Wyjęłam telefon z torebki i sprawdziłam połączenia
Mama- 10 połączeń
Lisa- 3 połączenia
No trudno. Nie miałam zamiaru oddzwaniać więc wyłączyłam telefon i schowałam do torebki. W domu czekał mnie kolejny wykład o tym jaka to jestem nieodpowiedzialna, jak się o mnie martwili i kolejny szlaban, z którego nie skorzystam. W dupie miałam jakieś bezsensowne zakazy. W końcu miałam już siedemnaście lat, a nie pięć! Byłam prawie pełnoletnia i mogłam robić to na co miałam ochotę. Nie miałam zamiaru dopasowywać się do wymagań rodziców. Niech mówią co chcą. Ja wiem lepiej.
Wysiadłam z samochodu i trzymając za rękę chłopaka weszłam po schodach na pierwsze piętro.

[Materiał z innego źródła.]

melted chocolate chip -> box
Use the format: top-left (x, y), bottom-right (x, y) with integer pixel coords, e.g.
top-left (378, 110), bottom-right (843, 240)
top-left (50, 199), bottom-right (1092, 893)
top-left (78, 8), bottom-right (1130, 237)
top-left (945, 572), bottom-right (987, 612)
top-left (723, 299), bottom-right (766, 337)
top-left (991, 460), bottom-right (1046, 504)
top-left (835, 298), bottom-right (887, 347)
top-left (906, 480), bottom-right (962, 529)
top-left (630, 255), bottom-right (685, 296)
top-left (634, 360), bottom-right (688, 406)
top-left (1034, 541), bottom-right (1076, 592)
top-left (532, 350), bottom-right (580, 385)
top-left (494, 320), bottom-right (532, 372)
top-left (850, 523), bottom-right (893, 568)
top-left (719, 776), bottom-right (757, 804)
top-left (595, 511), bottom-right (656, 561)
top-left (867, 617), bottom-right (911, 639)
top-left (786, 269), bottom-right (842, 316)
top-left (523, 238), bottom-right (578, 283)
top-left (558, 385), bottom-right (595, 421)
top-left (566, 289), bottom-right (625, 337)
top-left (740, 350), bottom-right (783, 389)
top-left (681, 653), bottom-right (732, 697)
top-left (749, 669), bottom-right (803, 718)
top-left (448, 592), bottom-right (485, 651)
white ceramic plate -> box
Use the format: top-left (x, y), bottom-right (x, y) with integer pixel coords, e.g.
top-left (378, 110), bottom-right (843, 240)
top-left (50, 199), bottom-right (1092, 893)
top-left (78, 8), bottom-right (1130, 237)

O mało co się nie przewróciłam, bo nogi odmawiały mi posłuszeństwa jednak w samą porę poczułam na plecach silne ramię mojego towarzysza.
Marek odkluczył jedne z drzwi i wszedł do środka. Podążyłam za nim i moim oczom ukazało się przestronne mieszkanie urządzone w nowoczesnym stylu. Było naprawdę piękne. Mogłabym tu zamieszkać. To nie to samo co ciasnota, w której mieszkałam. Tu było dużo wielkich pomieszczeń , wszystkie w jednakowym stylu. Czułam się jakbym oglądała ekskluzywny katalog z meblami.
- Chcesz iść do łazienki czy od razu zabieramy się do rzeczy? - Usłyszałam głos chłopaka i poczułam jak łapie mnie od tyłu za biodra i przyciąga do siebie.
Obróciłam się do niego przodem i zamiast odpowiadać słowami zarzuciłam mu ręce na szyję i namiętnie pocałowałam. W odpowiedzi on złapał mnie za tyłek i przycisnął do ściany.
Całowaliśmy się tak przez kilka minut po czym zaprowadził mnie do sypialni i rzucił na łóżko. Nie protestowałam tylko pociągnęłam go za sobą tak, że spadł na mnie, a jego łokieć wbił mi się w żebra. Trochę bolało, ale jak szaleć to szaleć.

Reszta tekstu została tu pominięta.